Nel 2003, Ariel Sharon pose il veto a un accordo iniziale, che avrebbe consentito alla British Gas di fornire a Israele gas naturale dai pozzi marini di Gaza. ( The Independent , 19 agosto 2003).
La vittoria elettorale di Hamas nel 2006 ha contribuito alla caduta dell’Autorità Palestinese, di conseguenza confinata in Cisgiordania sotto il regime mandatario di Mahmoud Abbas.
Nel 2006, la British Gas “era vicina a firmare un accordo per portare il gas in Egitto. » (Times, 28 maggio 2007). Secondo alcuni rapporti, l’allora primo ministro britannico Tony Blair sarebbe intervenuto in favore di Israele per far fallire l’accordo con l’Egitto.
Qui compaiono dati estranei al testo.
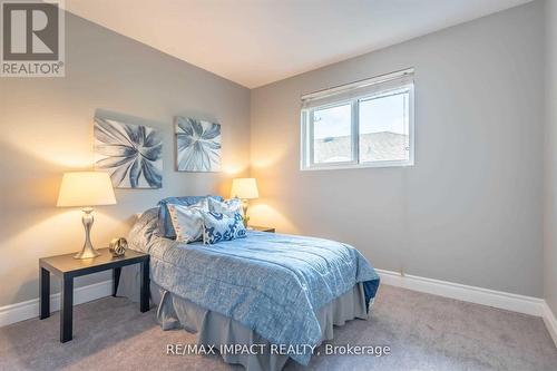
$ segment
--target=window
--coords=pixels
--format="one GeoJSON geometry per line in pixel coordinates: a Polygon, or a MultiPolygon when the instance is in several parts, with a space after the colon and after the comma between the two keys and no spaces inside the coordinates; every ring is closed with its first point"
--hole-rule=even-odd
{"type": "Polygon", "coordinates": [[[413,165],[413,70],[302,97],[302,169],[413,165]]]}

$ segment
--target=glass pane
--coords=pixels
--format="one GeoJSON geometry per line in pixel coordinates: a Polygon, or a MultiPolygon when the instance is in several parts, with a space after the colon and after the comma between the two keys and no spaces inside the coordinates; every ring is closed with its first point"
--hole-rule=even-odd
{"type": "Polygon", "coordinates": [[[360,162],[408,160],[408,91],[360,101],[360,162]]]}
{"type": "Polygon", "coordinates": [[[313,111],[313,162],[352,160],[352,107],[350,104],[313,111]]]}

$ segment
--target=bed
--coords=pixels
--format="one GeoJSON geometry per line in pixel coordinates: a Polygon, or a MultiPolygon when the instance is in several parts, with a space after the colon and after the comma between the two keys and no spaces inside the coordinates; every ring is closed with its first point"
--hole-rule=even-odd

L’anno successivo, nel maggio 2007, il governo israeliano approvò la proposta del primo ministro Ehud Olmert di “acquistare gas dall’Autorità Palestinese”. Il contratto proposto era di 4 miliardi di dollari e i profitti proposti ammontavano a 2 miliardi di dollari, di cui 1 miliardo sarebbe andato ai palestinesi.
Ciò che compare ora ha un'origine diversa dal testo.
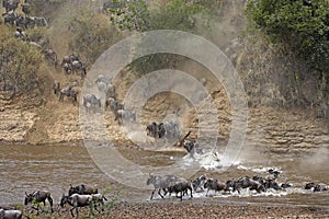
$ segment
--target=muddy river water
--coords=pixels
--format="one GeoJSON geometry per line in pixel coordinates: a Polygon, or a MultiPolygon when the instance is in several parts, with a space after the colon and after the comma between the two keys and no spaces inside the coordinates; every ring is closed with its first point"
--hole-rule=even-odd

Tuttavia, Tel Aviv non aveva intenzione di condividere le proprie entrate con la Palestina. Una squadra di negoziatori israeliani è stata riunita dal governo israeliano per raggiungere un accordo con il gruppo BG escludendo sia il governo di Hamas che l’Autorità Palestinese.
“I funzionari della difesa israeliani vogliono che i palestinesi siano pagati in beni e servizi, e insistono affinché il governo di Hamas non riceva denaro ”.
L’obiettivo era soprattutto quello di rendere obsoleto il contratto firmato nel 1999 tra il Gruppo BG e l’Autorità Palestinese, allora guidata da Yasser Arafat. Secondo l’accordo proposto nel 2007 con la BG, il gas palestinese proveniente dai pozzi marini di Gaza doveva essere trasportato al porto israeliano di Ashkelon attraverso un gasdotto sottomarino, trasferendo così il controllo della vendita di gas naturale a Israele. Il piano fallì e le trattative furono sospese.